At FICO (formerly Fair, Isaac Corporation), head of cyber security solutions Doug Clare sees the cybersecurity market as regulatory-driven: "The Office of the Comptroller of the Currency, starting with OCC 2013-29, put banks directly on the hook for vendor performance, including security, so banks started applying more rigor towards evaluating their vendors on a security basis, and became interested in an ongoing monitoring approach, instead of a periodic review," he explains. "Outside of financial services, the Securities & Exchange Commission (SEC) has put the board's publicly traded companies on the hook to be on top of the security challenges of the companies they oversee. There are a lot of reasons why people care now that didn't exist five years ago, and suggests strongly that this would be a high value service."

That, Clare says, is why FICO entered the market. "We were having our annual conversation with our breach insurance company and they asked us, 'wouldn't it be great if there were a FICO (credit) score for cybersecurity'?" FICO was already bringing some analytics to market for cybersecurity threat detection, basically looking at network traffic and the like, and determined its brand was a perfect fit for the market. As a result, last June FICO acquired Quadmetrics, a cybersecurity ratings company that shared FICO's empirical and analytical approach.

How they do it

Cyber ratings firms measure and evaluate publicly available information in a non-intrusive manner, using a variety of techniques.  Signals—which can be good, bad, or neutral—are gathered from billions of IP addresses from all over the Internet to glean subtle insight into companies' security postures. Some settings are easily detectable from outside a company's network, such as open ports, server settings (such as whether denial-of-service is enabled), SSL certificate practices, how domain name servers are organized, and even patching practices. "We scan of every possible IP address on the Internet once weekly, in a non-invasive ping of assets," says Clare.

Cyber security raters might also deploy defensive lures and traps like sinkholes or honeypots to analyze Web traffic in order to detect the level of malicious behavior aimed at corporate networks from threats such as viruses, spamming software, malware, and botnets. "If a computer within a company's network is infected, typically the computer will beacon outside asking for instructions what to do," says SecurityScorecard's Yampolskiy, and this activity will be detected. He adds that innocuous methods, such as identifying the software versions used by companies to create publicly available documents like PDFs, can be used to help determine if companies are updating their software on a regular basis.

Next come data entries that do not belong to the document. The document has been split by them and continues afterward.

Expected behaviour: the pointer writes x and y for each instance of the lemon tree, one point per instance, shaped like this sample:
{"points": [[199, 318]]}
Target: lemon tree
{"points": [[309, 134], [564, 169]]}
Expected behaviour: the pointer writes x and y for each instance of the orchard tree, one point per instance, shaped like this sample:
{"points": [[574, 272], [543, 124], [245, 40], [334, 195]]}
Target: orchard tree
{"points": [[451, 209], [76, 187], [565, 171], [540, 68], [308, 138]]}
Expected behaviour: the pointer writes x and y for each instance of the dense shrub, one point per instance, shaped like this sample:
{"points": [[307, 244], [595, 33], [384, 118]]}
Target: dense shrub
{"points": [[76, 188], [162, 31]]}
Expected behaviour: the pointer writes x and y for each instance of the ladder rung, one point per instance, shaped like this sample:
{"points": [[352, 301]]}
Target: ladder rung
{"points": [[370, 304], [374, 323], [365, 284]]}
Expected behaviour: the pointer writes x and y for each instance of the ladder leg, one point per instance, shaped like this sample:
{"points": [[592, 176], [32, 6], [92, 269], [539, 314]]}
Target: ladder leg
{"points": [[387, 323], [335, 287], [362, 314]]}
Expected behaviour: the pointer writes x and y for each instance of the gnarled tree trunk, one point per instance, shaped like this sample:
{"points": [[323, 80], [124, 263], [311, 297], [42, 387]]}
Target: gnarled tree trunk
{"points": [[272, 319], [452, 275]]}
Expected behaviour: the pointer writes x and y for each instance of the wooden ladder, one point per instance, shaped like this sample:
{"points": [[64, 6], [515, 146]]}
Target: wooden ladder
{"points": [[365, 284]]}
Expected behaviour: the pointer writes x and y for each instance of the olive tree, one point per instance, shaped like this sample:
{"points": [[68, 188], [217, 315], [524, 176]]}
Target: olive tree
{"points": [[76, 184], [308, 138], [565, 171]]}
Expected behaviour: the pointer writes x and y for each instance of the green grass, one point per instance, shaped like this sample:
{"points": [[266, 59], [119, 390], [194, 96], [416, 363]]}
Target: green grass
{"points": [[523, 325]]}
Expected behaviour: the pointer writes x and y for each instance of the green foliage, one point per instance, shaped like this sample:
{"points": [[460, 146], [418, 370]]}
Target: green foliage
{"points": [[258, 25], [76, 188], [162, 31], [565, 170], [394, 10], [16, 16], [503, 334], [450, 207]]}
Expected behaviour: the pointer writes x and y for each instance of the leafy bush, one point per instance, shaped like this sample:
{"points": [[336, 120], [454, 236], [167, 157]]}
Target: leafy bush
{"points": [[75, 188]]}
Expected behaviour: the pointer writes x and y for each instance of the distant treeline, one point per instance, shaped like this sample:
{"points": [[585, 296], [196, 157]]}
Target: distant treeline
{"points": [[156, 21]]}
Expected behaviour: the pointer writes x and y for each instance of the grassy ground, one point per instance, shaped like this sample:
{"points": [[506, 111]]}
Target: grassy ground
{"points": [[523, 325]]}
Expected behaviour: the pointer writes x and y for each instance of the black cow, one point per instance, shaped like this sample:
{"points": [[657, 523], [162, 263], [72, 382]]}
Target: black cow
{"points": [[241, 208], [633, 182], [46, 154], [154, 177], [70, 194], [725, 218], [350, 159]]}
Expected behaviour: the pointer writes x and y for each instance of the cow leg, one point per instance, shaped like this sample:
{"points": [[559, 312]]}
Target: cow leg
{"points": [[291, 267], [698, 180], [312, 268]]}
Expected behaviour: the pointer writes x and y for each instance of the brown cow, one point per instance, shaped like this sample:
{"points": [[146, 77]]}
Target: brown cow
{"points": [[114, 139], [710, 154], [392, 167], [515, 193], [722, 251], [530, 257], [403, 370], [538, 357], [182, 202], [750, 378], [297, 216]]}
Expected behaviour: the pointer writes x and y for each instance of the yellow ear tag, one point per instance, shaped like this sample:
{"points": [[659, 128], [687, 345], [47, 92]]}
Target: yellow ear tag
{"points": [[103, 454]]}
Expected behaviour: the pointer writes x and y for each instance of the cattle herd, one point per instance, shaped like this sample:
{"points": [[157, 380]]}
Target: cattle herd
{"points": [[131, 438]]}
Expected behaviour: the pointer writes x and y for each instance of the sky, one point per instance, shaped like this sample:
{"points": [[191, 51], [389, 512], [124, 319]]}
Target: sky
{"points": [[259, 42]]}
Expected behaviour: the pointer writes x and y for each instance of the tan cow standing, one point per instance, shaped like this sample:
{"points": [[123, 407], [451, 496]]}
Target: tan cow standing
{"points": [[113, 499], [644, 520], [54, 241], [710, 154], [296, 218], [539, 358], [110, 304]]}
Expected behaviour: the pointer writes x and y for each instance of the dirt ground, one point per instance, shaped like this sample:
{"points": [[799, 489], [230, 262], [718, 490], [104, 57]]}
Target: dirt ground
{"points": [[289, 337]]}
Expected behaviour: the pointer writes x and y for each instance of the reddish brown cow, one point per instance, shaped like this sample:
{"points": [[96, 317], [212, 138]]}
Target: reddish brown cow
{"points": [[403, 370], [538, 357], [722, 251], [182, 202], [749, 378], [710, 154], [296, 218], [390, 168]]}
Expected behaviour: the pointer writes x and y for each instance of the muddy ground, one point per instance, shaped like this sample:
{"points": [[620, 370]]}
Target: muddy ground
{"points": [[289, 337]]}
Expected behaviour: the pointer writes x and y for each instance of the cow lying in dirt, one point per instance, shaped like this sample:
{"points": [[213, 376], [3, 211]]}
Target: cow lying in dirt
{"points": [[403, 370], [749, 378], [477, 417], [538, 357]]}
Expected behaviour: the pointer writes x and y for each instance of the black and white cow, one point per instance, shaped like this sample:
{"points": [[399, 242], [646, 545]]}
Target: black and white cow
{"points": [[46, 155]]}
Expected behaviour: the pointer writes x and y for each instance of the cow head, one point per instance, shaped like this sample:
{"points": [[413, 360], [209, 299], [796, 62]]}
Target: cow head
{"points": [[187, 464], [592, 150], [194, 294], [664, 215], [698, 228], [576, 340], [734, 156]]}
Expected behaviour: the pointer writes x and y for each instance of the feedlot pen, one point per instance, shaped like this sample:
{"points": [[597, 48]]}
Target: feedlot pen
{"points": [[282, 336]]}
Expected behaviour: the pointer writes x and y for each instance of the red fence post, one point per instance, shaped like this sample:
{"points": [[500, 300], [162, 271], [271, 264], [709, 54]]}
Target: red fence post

Additionally, hacker forums on the Dark Web can be monitored to see if any pilfered data surfaces, such as stolen credit card information up for sale.

"These signals can then be associated with individual companies and subsequently boiled down to a rating or a score, and companies can be benchmarked against their peers to determine the relative risk," says Yampolskiy. Proprietary algorithms and predictive modeling are typically added to the mix to build profiles of companies, and their performance trends over time are measured.

Is the day coming when cybersecurity scores will be as ubiquitous as credit ratings? The demand certainly seems to exist. "The overall cyber risk market that is emerging will be the largest market in technology within 10 years because of the sheer amount of computing, programs, and capabilities being deployed into our everyday lives, like those that are appearing in IoT devices. The risk landscape changes every minute," says Baukes.

"I see a future where every single company in the world monitors themselves and others to gain insight into who they do business with," says Yampolskiy. "Security ratings will help companies in an interconnected world to trust each other by giving them the tools to instantly measure, communicate, and improve security."

FICO's Clare feels very optimistic about the market, concluding, "the availability of these tools is going to create a healthy degree of transparency, and markets perform best when there is transparency. This ought to raise the tide for everybody, and we feel pretty good about that."

John Delaney is a freelance technology writer based in Brooklyn, NY.